Fannie Mae is up another 25% today to $13.66 in the wake of Selective Enforcement of Regulation SHO and Bernanke's statement: "It's important for Fannie Mae and Freddie Mac bonds and stocks to rise so they can keep raising capital and aid the mortgage market."Selective Enforcement
As long as the investment banks and brokers were making money engaging in naked shorting of stocks, there was no problem. However, when the bears began using the tactic against the broker dealers and investment banks, it became time to selectively enforce the existing regulation.
Today the SEC has gone one step further. (sorry no link for the following)
Emergency Order amended
WASHINGTON (Dow Jones)--An emergency order issued by the Securities and Exchange Commission to impose new restrictions on short sales in 19 stocks will not apply to bona fide market makers, the SEC announced Friday.Bonafide Market makers
The SEC amended the order at the recommendation of its staff to shield market makers from the new restrictions, which will take effect on Monday and could last for up to 30 days. It said the change was made to allow market makers "to facilitate customer orders in a fast-moving market without possible delays" that might come from complying with the emergency order "and to prevent substantial disruption to securities markets."

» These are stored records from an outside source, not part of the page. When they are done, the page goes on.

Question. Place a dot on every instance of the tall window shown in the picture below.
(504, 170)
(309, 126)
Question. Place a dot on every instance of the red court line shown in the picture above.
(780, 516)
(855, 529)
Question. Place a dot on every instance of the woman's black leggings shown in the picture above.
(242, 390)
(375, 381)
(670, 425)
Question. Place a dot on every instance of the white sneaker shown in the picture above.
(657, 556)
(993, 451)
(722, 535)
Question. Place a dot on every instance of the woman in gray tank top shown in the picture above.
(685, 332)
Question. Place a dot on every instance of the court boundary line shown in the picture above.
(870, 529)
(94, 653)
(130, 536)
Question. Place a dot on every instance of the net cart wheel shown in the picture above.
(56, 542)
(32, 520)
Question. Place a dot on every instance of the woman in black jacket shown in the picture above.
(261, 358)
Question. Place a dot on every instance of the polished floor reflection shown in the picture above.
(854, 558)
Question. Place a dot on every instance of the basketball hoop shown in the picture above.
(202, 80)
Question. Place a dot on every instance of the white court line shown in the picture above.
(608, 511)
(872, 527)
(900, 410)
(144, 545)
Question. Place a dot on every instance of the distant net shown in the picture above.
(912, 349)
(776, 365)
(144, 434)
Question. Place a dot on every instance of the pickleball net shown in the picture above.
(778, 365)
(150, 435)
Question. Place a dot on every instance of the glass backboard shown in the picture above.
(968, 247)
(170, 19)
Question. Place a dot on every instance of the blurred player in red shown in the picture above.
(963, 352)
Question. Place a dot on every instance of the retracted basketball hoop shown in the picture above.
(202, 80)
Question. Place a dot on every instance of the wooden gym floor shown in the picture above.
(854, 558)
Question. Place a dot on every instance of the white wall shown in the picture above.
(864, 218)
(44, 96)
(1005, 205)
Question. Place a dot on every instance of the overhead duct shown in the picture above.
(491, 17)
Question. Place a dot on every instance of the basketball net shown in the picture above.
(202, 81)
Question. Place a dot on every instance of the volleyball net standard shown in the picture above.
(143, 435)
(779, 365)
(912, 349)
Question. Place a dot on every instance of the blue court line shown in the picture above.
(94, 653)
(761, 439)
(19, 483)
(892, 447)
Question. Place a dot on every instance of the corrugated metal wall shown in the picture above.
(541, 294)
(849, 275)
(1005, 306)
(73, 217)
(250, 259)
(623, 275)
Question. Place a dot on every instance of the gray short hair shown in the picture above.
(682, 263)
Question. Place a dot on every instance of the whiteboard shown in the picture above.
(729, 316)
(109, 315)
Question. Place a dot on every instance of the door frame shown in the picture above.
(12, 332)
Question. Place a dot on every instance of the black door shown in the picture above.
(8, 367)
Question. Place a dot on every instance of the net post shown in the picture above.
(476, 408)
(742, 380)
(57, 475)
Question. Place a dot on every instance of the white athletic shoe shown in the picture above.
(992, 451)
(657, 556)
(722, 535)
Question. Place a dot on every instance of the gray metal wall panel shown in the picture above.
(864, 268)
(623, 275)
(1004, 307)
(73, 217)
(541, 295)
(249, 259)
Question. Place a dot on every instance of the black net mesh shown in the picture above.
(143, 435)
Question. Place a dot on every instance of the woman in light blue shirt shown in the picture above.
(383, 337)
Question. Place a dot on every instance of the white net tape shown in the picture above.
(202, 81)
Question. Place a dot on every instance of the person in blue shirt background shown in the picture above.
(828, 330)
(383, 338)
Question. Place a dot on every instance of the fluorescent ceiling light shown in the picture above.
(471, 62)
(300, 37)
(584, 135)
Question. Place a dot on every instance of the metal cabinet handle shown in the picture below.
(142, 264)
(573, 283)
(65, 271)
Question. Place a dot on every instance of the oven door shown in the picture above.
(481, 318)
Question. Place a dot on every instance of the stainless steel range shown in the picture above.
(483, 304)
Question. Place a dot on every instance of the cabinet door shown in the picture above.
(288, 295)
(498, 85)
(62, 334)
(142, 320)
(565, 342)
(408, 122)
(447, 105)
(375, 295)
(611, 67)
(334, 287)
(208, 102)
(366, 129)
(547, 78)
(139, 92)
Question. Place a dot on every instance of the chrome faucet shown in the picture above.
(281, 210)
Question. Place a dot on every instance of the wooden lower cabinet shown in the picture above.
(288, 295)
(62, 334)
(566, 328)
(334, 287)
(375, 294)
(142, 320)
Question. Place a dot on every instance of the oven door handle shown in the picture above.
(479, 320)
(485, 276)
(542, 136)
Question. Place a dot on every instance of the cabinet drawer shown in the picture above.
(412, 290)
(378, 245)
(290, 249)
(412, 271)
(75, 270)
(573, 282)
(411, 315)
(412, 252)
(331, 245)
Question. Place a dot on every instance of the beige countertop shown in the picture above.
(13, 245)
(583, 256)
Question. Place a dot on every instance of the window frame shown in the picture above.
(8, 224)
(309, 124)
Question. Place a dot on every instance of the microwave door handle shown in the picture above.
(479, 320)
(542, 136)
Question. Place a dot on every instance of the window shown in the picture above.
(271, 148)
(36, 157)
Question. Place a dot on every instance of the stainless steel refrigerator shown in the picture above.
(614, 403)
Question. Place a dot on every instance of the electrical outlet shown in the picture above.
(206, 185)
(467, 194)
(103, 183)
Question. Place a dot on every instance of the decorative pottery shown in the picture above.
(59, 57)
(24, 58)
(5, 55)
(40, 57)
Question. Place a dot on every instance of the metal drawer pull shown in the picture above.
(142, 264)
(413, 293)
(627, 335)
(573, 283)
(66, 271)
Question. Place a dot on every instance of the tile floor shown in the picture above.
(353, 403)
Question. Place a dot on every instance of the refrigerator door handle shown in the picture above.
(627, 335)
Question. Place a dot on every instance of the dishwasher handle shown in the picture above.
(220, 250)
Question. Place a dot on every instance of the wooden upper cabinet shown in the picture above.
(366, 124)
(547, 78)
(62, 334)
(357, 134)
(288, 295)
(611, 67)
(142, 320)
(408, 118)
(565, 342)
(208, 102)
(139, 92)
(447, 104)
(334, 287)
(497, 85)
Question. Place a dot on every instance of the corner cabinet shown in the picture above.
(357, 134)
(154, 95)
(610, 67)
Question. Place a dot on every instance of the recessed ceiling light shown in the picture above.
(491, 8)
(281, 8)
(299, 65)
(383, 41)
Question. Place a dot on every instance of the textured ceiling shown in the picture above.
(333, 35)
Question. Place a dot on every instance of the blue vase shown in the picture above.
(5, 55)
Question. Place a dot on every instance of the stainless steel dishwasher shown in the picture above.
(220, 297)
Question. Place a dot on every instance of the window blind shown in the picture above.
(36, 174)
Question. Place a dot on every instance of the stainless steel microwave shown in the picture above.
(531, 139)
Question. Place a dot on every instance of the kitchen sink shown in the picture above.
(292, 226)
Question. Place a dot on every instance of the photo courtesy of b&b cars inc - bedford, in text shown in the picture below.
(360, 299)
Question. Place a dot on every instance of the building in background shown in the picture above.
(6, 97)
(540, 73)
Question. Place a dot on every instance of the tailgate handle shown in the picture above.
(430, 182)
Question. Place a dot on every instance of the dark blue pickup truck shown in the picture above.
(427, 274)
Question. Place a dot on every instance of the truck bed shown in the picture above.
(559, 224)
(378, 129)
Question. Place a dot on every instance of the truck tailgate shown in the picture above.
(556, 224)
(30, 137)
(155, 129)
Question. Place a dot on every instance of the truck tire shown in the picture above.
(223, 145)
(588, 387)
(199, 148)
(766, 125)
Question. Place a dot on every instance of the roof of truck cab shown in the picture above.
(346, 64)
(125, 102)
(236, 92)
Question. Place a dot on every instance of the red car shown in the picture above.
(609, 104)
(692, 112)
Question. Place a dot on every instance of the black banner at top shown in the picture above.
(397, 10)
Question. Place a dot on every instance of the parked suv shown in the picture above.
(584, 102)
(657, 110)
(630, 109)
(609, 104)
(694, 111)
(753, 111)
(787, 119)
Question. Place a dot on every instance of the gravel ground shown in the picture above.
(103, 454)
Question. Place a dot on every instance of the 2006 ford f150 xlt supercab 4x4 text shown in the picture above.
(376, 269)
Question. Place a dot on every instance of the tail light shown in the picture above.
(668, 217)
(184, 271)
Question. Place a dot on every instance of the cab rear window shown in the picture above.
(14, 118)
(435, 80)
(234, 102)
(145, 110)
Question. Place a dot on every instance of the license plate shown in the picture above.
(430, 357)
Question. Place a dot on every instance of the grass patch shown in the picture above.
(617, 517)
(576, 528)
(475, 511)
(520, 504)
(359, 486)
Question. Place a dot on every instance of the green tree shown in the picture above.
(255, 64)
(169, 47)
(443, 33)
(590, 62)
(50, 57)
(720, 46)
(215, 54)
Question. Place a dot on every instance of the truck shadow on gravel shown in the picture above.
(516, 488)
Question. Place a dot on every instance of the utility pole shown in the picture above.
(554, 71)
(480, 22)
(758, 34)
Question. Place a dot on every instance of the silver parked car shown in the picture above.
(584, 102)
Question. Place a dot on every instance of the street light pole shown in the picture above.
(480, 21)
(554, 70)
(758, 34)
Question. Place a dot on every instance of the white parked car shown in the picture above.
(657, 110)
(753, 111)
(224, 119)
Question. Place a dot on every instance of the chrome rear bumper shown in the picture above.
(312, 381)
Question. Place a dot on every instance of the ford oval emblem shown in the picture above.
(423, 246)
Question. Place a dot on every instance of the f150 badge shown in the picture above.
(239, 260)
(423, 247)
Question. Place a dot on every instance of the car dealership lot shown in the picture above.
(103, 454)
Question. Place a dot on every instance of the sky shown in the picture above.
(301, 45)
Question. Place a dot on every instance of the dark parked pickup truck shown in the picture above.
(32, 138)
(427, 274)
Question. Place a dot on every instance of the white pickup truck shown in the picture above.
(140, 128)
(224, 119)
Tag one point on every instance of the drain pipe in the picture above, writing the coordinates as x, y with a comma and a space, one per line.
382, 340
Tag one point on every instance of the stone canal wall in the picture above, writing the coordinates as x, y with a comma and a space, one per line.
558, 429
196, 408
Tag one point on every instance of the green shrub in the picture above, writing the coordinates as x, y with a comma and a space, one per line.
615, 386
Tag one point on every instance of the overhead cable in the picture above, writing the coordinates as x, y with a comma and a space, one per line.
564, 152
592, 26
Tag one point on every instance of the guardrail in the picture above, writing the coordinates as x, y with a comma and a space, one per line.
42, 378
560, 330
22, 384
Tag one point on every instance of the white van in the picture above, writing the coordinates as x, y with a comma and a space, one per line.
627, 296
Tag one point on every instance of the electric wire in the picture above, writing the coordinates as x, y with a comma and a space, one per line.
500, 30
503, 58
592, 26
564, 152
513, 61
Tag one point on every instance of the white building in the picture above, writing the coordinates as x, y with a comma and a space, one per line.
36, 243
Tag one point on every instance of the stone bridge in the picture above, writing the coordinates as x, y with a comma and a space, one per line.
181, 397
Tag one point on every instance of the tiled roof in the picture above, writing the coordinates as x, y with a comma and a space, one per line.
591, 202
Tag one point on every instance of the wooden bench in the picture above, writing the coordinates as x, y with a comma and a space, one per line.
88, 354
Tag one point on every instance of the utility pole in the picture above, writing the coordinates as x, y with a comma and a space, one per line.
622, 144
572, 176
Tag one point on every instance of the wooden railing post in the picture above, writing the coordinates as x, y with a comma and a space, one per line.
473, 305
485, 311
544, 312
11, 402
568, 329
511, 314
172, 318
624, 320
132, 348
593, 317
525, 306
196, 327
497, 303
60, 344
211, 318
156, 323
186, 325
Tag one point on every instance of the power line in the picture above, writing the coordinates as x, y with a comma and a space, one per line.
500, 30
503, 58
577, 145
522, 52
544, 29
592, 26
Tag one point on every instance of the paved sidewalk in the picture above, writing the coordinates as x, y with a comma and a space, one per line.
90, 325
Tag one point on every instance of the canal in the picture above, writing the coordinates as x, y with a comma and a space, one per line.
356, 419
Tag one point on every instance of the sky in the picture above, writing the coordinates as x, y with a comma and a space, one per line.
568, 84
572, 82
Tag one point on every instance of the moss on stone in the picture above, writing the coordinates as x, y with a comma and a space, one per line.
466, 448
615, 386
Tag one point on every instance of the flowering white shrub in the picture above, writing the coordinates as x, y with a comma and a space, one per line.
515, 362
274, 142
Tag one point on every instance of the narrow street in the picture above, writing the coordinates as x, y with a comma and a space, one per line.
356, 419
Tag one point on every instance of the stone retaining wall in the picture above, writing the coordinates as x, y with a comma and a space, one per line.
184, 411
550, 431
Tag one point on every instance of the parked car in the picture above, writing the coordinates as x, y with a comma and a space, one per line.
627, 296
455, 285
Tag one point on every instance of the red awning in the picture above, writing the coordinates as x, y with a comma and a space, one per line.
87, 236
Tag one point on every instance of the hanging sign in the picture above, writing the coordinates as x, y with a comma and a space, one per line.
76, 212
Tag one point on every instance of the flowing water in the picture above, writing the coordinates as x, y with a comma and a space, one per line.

The SEC said the exemption covers registered market makers, block positioners and other market makers that sell short as part of their bona fide market making and hedging activities in the affected shares, as well as standardized options on the shares and exchange-traded funds that include the affected shares.
BNP Paribas Securities Corp
Bank of America Corp
Barclays PLC
Citigroup Inc
Credit Suisse Group
Daiwa Securities Group Inc
Deutsche Bank Group AG
Allianz SE
Goldman Sachs Group Inc
Royal Bank ADS
HSBC Holdings Plc ADS
JPMorgan Chase & Co
Lehman Brothers Holdings Inc
Merrill Lynch & Co Inc
Mizuho Financial Group Inc
Morgan Stanley
UBS AG
Here's The Deal
Anyone in the above list can continue to naked short with full approval from the SEC. No one else can.
The implications are that the market makers will be accumulating massive quantities of financial shorts as everyone else is squeezed out.
Looking one step ahead, think what happens to the bid after everyone else is squeezed out and the market makers hold all the financial shorts.
If the intent of the SEC was to force prices up, it is going to fail big time, in due time. If the SEC's intent was to temporarily increase the trading profits of the broker dealers, it will succeed.